Although decreased serum selenium levels have been associated with a number of malignancies, further work is needed to clinically demonstrate the benefits of selenium supplementation, as well as to define the mediators of these potential benefits. Here, Silvers and colleagues demonstrate that selenium-binding protein 1 (SELENBP1) expression is decreased in patients with esophageal adenocarcinoma, and that its expression is modulated by both epigenetic and posttranscriptional mechanisms. Further, ectopic overexpression of SELENBP1 in esophageal adenocarcinoma cell lines resulted in enhanced apoptosis, increased senescence, and greater sensitivity to cisplatin. These findings may impact strategies for the chemoprevention and/or treatment of esophageal cancer.

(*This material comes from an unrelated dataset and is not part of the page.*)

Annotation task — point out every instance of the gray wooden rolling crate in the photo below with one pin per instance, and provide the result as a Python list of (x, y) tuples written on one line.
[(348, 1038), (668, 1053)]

Williams et al., Page 2036

Wilms' tumor (WT) has been associated with WT1, CTNNB1, WTX, and TP53 mutations, but these mutations are not detected in the majority of WT cases. Williams and colleagues used SNP arrays and sequencing to identify FBXW7 as a novel Wilms' tumor gene. FBXW7 was deleted or mutated in about 4% of tumors examined, and FBXW7 aberrations were associated with epithelial-type histology, a subtype with no previously defined molecular markers. Additionally, the authors found that MYCN gain was strongly associated with diffuse anaplastic WT. As FBXW7 mediates MYCN degradation, these results suggest that elements of a common pathway are deregulated in different WT subtypes.

Haugan Moi et al., Page 2176

The steroid receptor coactivator SRC-3/AIB1 is overexpressed in breast cancers and is associated with reduced sensitivity to endocrine treatment, especially when overexpressed with HER-2/neu. In this issue, Haugan Moi and colleagues studied breast cancer specimens from a clinical trial and found that tamoxifen in the 1–20 mg dose range induced a significant upregulation of SRC-3/AIB1 mRNA. The authors found that levels of SRC-3/AIB1 and HER-2/neu mRNA were correlated, and low SRC-3/AIB1 levels were associated with improved disease-free survival. These findings suggest that the oncogene SRC-3/AIB1 is an important mediator of tamoxifen agonistic effects.